In the MBA survey, activity showed a gain across all loan categories and the average loan size touched $460,800, which the release noted is “the highest in the survey dating back to 1990.” That speaks to the other side of the affordability equation: Prices.
Recall that pending home sales crashed to a new record low in January on the NAR’s index, and Redfin’s real-time data suggests the situation hasn’t improved despite the decline in financing costs. Contract activity was down 6.4% YoY in the four weeks to March 2, Dana Anderson said late last week, adding that “sales are sluggish because the median US sale price is up 3.2%, and the typical homebuyer’s monthly housing payment is just $26 shy of its all-time high.”

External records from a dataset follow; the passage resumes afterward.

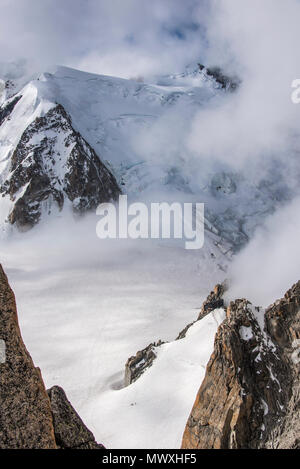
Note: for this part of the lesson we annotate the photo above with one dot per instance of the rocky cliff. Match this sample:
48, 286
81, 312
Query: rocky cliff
31, 418
250, 394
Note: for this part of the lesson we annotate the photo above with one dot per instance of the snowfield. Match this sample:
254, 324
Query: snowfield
85, 308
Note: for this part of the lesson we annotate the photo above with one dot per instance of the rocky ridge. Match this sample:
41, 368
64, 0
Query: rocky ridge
250, 394
53, 165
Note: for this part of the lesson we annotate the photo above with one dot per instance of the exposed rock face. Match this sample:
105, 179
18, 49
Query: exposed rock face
52, 164
25, 412
137, 365
250, 393
225, 82
213, 301
70, 431
29, 417
8, 108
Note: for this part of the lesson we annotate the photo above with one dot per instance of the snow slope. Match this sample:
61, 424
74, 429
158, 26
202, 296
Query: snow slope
86, 306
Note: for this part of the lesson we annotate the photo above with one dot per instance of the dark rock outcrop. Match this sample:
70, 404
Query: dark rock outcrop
213, 301
52, 164
226, 82
250, 393
70, 431
138, 364
31, 418
25, 412
7, 109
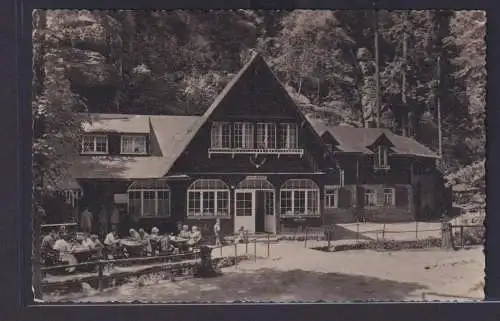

As ever, I’d gently suggest that the problem isn’t financing costs — there’s nothing especially cruel about a 6.5% rate on a three-decade loan for half a million dollars to people who, let’s face it, by and large have no business borrowing half a million dollars — but rather prices.
Simply put: If you create the conditions whereby shelter’s either unaffordable or, where it is “affordable,” only because borrowers are allowed to lever up five, 10 and 20 times at artificially-suppressed rates, you’re asking for a homelessness crisis and, eventually, societal instability.
In the same linked Redfin update, Anderson noted that in addition to affordability challenges, “some prospective buyers are wary about making a big purchase amid economic uncertainty, including concerns about tariffs, slowing economic growth and layoffs.”



Housing crisis just needs a deep recession…GFC-style – to bring down both mortgage rates and home prices. But then of course without jobs and with asset values decimated, not so many people will be able to buy….and we can have another great buying opportunity for the wealthy, and private equity can snap up another chunk of the housing stock.
If in fact a shallow recession is part of a genius plan from Scott & Donnie…well, be careful what you wish for. Such plans are notoriously difficult to modulate to avoid excess and achieve a Goldilocks scenario. (See: pandemic stimulus, for example! )
To be clear, I don’t think anyone wants to see another 2007-08 style “meltdown” in the housing market just to see home prices come down to “more affordable” levels. Post GFC is when we really saw homelessness begin to climb in this country. What we need is an orderly decline in home prices–and/or mortgage rates–without a substantial increase in unemployment. That’s not an easy get. I have heard stories that commercial investors are ready to pounce on price declines in residential real estate, as many of them now see commercial real estate as mostly unprofitable. That would necessitate government programs to help residential buyers–and first-time buyers in particular–buy homes. Something that does not appear to be forthcoming from this administration.
To be clear, i was not advocating another GFC style meltdown, just throwing aome sarcasm in pointing out the risk of blunt-force policy changes effected by populist politicians!
Queue pivot to bullying Jerome Powell into ending balance sheet runoff.